Learning Theory from First Principles

Francis Bach

Mastere MASH 2023/2024

 

Mandatory registration

The class will be taught in French or (most probably) English, depending on attendance (all slides and class notes are in English).


 

Summary 

The goal of this class is to present old and recent results in learning theory, for the most widely-used learning architectures. This class is geared towards theory-oriented students as well as students who want to acquire a basic mathematical understanding of algorithms used throughout the masters program.

A particular effort will be made to prove many results from first principles, while keeping the exposition as simple as possible. This will naturally lead to a choice of key results that show-case in simple but relevant instances the important concepts in learning theory. Some general results will also be presented without proofs.

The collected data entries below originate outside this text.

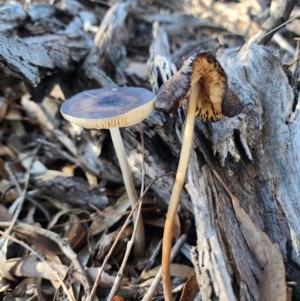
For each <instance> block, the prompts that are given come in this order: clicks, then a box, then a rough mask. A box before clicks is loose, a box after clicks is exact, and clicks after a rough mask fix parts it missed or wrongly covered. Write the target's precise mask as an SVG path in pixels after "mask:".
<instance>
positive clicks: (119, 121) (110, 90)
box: [60, 87, 155, 129]
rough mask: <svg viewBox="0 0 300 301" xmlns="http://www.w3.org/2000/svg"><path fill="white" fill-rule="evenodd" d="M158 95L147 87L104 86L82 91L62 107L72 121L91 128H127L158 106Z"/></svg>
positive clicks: (66, 115)
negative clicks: (84, 90) (82, 91)
mask: <svg viewBox="0 0 300 301" xmlns="http://www.w3.org/2000/svg"><path fill="white" fill-rule="evenodd" d="M154 101H155V95H154V94H153V93H152V92H150V91H148V90H146V89H143V88H133V87H120V88H103V89H95V90H88V91H84V92H81V93H79V94H77V95H75V96H73V97H72V98H70V99H69V100H67V101H66V102H65V103H64V104H63V105H62V106H61V109H60V111H61V114H62V115H63V117H64V118H65V119H67V120H68V121H70V122H72V123H75V124H77V125H79V126H82V127H84V128H89V129H110V128H114V127H127V126H131V125H134V124H137V123H140V122H141V121H143V120H144V119H145V118H146V117H147V116H148V115H149V114H150V113H151V112H152V111H153V109H154Z"/></svg>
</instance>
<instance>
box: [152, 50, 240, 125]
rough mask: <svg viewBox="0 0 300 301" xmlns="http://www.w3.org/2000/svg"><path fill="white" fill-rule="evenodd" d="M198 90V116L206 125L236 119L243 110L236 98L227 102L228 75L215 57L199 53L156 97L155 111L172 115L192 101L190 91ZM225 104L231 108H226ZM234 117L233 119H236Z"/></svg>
mask: <svg viewBox="0 0 300 301" xmlns="http://www.w3.org/2000/svg"><path fill="white" fill-rule="evenodd" d="M193 86H198V87H197V88H198V90H199V95H198V101H197V110H196V116H197V117H198V118H200V119H201V120H202V121H204V122H211V121H218V120H220V119H222V118H224V115H226V116H230V117H232V116H235V115H237V114H239V113H240V112H241V110H242V107H243V106H242V104H241V102H240V101H239V99H238V97H237V96H236V95H234V96H235V98H234V101H232V102H230V101H229V102H228V101H226V96H227V95H231V96H232V95H233V94H234V92H233V91H232V90H230V93H228V92H227V90H228V87H227V75H226V73H225V71H224V69H223V68H222V66H221V64H220V63H219V62H218V60H217V59H216V57H215V56H214V55H213V54H212V53H210V52H200V53H197V54H195V55H193V56H191V57H190V58H189V59H188V60H187V61H186V63H185V64H184V65H183V67H182V68H181V69H180V70H179V71H178V72H177V73H176V74H175V75H174V76H173V77H172V78H171V79H169V80H168V81H166V82H165V83H164V84H163V85H162V86H161V88H160V90H159V91H158V93H157V99H156V102H155V108H156V109H157V110H161V111H165V112H167V113H171V112H173V111H174V110H176V109H177V108H178V107H179V106H180V105H181V103H182V101H181V100H183V99H184V98H189V92H190V89H191V88H193ZM226 104H230V105H232V107H230V108H227V107H226ZM233 113H234V115H233Z"/></svg>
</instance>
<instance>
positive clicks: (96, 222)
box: [90, 194, 131, 235]
mask: <svg viewBox="0 0 300 301" xmlns="http://www.w3.org/2000/svg"><path fill="white" fill-rule="evenodd" d="M130 206H131V203H130V200H129V198H128V196H127V194H124V195H123V196H121V197H120V198H119V199H118V201H117V203H116V204H115V205H112V206H109V207H107V208H106V209H105V210H104V211H105V212H108V213H112V214H114V215H115V216H114V217H113V216H109V217H102V216H98V217H97V218H95V220H94V221H93V223H92V225H91V227H90V234H91V235H95V234H98V233H101V232H103V231H104V230H106V229H108V228H109V227H111V226H112V225H114V224H115V223H116V222H118V221H119V220H120V218H121V217H122V213H124V212H126V210H127V209H128V208H129V207H130Z"/></svg>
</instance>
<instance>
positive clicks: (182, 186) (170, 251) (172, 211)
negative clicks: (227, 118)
mask: <svg viewBox="0 0 300 301" xmlns="http://www.w3.org/2000/svg"><path fill="white" fill-rule="evenodd" d="M198 96H199V88H198V87H196V86H193V87H191V90H190V99H189V102H188V108H187V117H186V123H185V128H184V136H183V141H182V146H181V153H180V159H179V164H178V169H177V173H176V178H175V183H174V186H173V191H172V194H171V198H170V203H169V208H168V212H167V217H166V223H165V229H164V237H163V249H162V277H163V288H164V296H165V300H166V301H172V286H171V273H170V264H171V263H170V254H171V249H172V238H173V226H174V220H175V215H176V211H177V207H178V203H179V200H180V195H181V192H182V187H183V184H184V179H185V174H186V170H187V166H188V163H189V158H190V152H191V146H192V138H193V130H194V121H195V112H196V105H197V99H198Z"/></svg>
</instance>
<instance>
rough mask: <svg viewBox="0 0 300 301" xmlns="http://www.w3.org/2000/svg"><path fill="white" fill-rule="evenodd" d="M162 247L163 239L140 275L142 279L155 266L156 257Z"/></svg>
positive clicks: (158, 244) (157, 245)
mask: <svg viewBox="0 0 300 301" xmlns="http://www.w3.org/2000/svg"><path fill="white" fill-rule="evenodd" d="M161 246H162V239H161V240H160V241H159V243H158V245H157V247H156V248H155V250H154V251H153V253H152V255H151V257H150V259H149V261H148V263H147V264H146V266H145V268H144V270H143V271H142V273H141V275H140V278H142V277H143V275H144V274H145V273H146V272H147V271H148V270H150V268H151V267H152V265H153V264H154V260H155V258H156V256H157V255H158V253H159V251H160V249H161Z"/></svg>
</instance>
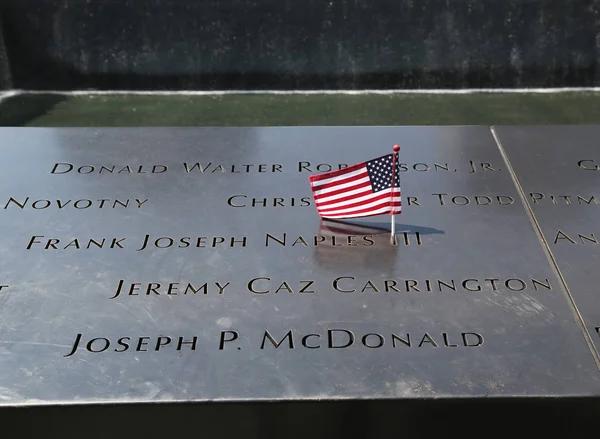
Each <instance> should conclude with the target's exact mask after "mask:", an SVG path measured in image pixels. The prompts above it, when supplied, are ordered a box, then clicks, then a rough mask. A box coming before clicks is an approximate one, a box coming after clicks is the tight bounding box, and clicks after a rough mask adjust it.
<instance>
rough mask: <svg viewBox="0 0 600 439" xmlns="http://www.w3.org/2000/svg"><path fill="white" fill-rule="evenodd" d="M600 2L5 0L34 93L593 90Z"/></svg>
mask: <svg viewBox="0 0 600 439" xmlns="http://www.w3.org/2000/svg"><path fill="white" fill-rule="evenodd" d="M599 11H600V0H477V1H475V0H220V1H219V0H213V1H208V0H87V1H83V0H2V1H0V13H1V14H2V15H3V17H4V27H5V39H6V44H7V47H8V52H9V58H10V62H11V69H12V74H13V82H14V86H15V87H18V88H32V89H74V88H75V89H78V88H110V89H210V88H225V89H226V88H405V87H406V88H438V87H452V88H459V87H525V86H536V87H537V86H541V87H544V86H591V85H597V84H598V82H599V80H600V71H599V69H598V57H599V56H600V28H599V25H600V15H599Z"/></svg>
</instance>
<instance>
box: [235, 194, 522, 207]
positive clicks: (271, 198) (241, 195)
mask: <svg viewBox="0 0 600 439" xmlns="http://www.w3.org/2000/svg"><path fill="white" fill-rule="evenodd" d="M431 197H432V198H430V201H433V203H434V204H436V205H440V206H452V205H454V206H467V205H471V206H490V205H500V206H510V205H512V204H514V202H515V199H514V198H513V197H511V196H509V195H470V196H466V195H454V194H445V193H434V194H431ZM426 202H427V201H426V200H425V201H424V200H423V198H421V199H419V198H418V197H409V196H407V197H406V204H407V205H408V206H421V205H422V204H425V203H426ZM312 204H313V201H312V197H288V198H282V197H273V198H268V197H256V196H250V195H246V194H236V195H232V196H230V197H229V198H227V205H228V206H229V207H255V208H260V207H309V206H312Z"/></svg>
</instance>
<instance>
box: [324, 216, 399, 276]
mask: <svg viewBox="0 0 600 439" xmlns="http://www.w3.org/2000/svg"><path fill="white" fill-rule="evenodd" d="M319 236H322V237H324V238H325V240H324V241H323V242H320V243H319V244H318V245H317V246H315V253H314V255H315V261H316V262H317V263H318V264H319V266H320V267H321V268H325V269H331V270H335V269H340V268H344V269H347V268H355V267H362V268H378V269H380V270H381V269H382V267H391V266H393V265H394V264H395V259H396V253H397V250H398V247H396V246H392V245H391V244H390V230H389V228H383V227H378V226H375V225H372V224H356V223H349V222H343V221H339V220H330V219H321V223H320V226H319ZM348 236H354V237H355V239H354V241H353V242H355V243H356V244H355V245H354V246H350V245H348ZM364 236H366V237H368V238H369V241H370V242H372V243H373V245H364V244H365V241H364V240H363V239H362V238H363V237H364ZM333 239H335V244H334V241H333Z"/></svg>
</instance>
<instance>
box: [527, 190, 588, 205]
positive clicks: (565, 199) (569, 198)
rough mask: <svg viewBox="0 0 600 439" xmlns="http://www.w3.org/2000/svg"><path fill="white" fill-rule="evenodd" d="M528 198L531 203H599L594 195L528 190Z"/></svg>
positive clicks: (538, 203) (564, 204) (545, 203)
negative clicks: (568, 194)
mask: <svg viewBox="0 0 600 439" xmlns="http://www.w3.org/2000/svg"><path fill="white" fill-rule="evenodd" d="M529 199H530V200H531V202H532V203H533V204H561V205H565V204H567V205H568V204H584V205H585V204H592V205H597V204H600V203H599V202H598V198H597V197H596V196H595V195H589V194H588V195H556V194H544V193H542V192H530V193H529Z"/></svg>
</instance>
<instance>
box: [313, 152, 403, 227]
mask: <svg viewBox="0 0 600 439" xmlns="http://www.w3.org/2000/svg"><path fill="white" fill-rule="evenodd" d="M394 161H395V162H396V166H395V168H396V169H395V172H393V173H392V167H393V166H392V163H393V162H394ZM398 172H399V164H398V160H395V159H394V153H392V154H387V155H384V156H382V157H378V158H376V159H373V160H369V161H368V162H363V163H357V164H356V165H353V166H349V167H347V168H344V169H340V170H339V171H331V172H325V173H323V174H319V175H311V176H310V177H309V181H310V185H311V189H312V192H313V197H314V199H315V206H316V208H317V212H318V213H319V215H321V217H323V218H356V217H362V216H371V215H381V214H384V213H389V214H392V215H396V214H399V213H400V212H401V210H402V202H401V200H400V179H399V177H398ZM392 181H393V187H392Z"/></svg>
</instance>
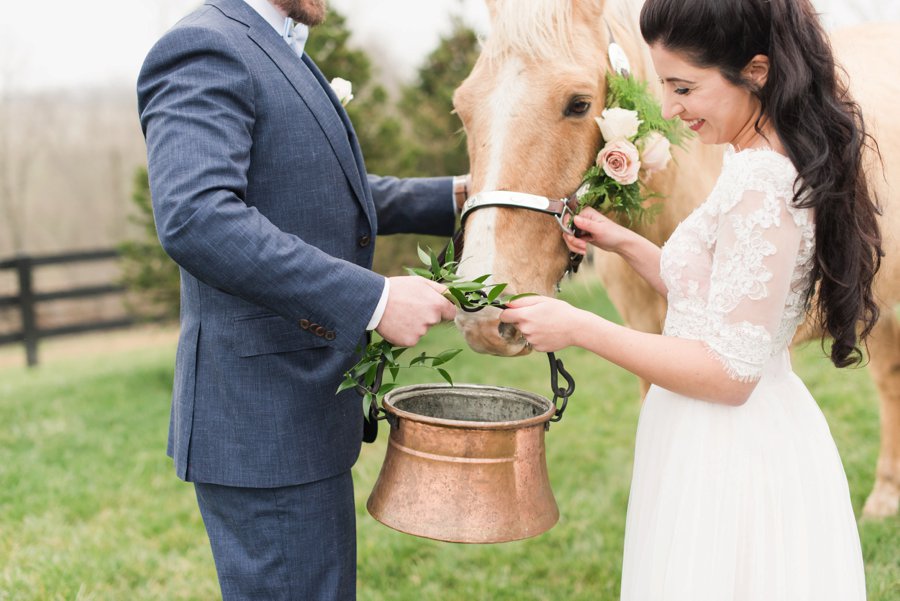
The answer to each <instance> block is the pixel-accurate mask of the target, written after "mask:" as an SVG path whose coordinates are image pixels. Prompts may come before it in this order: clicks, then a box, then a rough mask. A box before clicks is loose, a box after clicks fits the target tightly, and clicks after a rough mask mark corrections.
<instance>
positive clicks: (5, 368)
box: [0, 325, 178, 369]
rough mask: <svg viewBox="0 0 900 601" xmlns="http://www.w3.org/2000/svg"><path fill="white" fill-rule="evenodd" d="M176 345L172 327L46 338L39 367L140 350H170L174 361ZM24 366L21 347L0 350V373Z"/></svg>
mask: <svg viewBox="0 0 900 601" xmlns="http://www.w3.org/2000/svg"><path fill="white" fill-rule="evenodd" d="M177 341H178V328H177V327H176V326H158V325H147V326H137V327H133V328H128V329H125V330H116V331H112V332H101V333H90V334H80V335H73V336H63V337H60V338H50V339H47V340H43V341H41V342H40V343H39V344H38V361H39V363H40V364H45V363H48V362H52V361H53V360H54V359H60V358H68V357H91V356H103V355H110V354H115V353H120V352H125V351H129V350H135V349H140V348H149V347H160V346H171V348H172V353H173V355H172V356H173V357H174V353H175V345H176V343H177ZM24 366H25V346H24V345H22V344H8V345H4V346H0V369H8V368H15V367H24Z"/></svg>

The class will be organized in eight three-hour sessions, each with a precise topic. See tentative schedule below. Credit: 5 ECTS.

Prerequisites: We will prove results in class so a good knowledge of undergraduate mathematics is important, as well as basic notions in probability. Having followed an introductory class on machine learning is beneficial.



Dates

All classes will be "in real life" at ENS (29, rue d'Ulm), on Friday between 9am and 12pm, in the room Paul Langevin (1st floor)

The class will follow the book in preparation (draft available here, since it will be updated frequently, please get the latest version).

Each student will benefit more from the class if the corresponding sections are read before class.
 

Date

Topics

Book chapters

October 6

Learning with infinite data (population setting)
-Decision theory (loss, risk, optimal predictors)
-Decomposition of excess risk into approximation and estimation errors
-No free lunch theorems
-Basic notions of concentration inequalities (MacDiarmid, Hoeffding, Bernstein)

Chapter 2


October 13

Linear Least-squares regression
-Guarantees in the fixed design settings (simple in closed-form)
-Ridge regression: dimension independent bounds
-Guarantees in the random design settings
-Lower bound of performance

Chapter 3

October 20

Empirical risk minimization
-Convexification of the risk
-Risk decomposition
-Estimation error: finite number of hypotheses and covering numbers
-Rademacher complexity
-Penalized problems

Chapter 4

November 3

Optimization for machine learning
-Gradient descent
-Stochastic gradient descent
-Generalization bounds through stochastic gradient descent

Chapter 5

November 10

Local averaging techniques
-Partition estimators
-Nadaraya-Watson estimators
-K-nearest-neighbors
-Universal consistency

Chapter 6

November 17

Kernel methods
-Kernels and representer theorems
-Algorithms
-Analysis of well-specified models
-Sharp analysis of ridge regression
-Universal consistency

Chapter 7

November 24

Model selection
-L0 penalty
-L1 penalty
-High-dimensional estimation

Chapter 8

December 8

Neural networks
-Single hidden layer neural networks
- Estimation error
- Approximation properties and universality

Chapter 9

December 15

Exam

 


Evaluation

One written in-class exam.

The draft book is almost finished, and I am still looking for feedback (typos, unclear parts). Please help! (with some bonus in the final grade).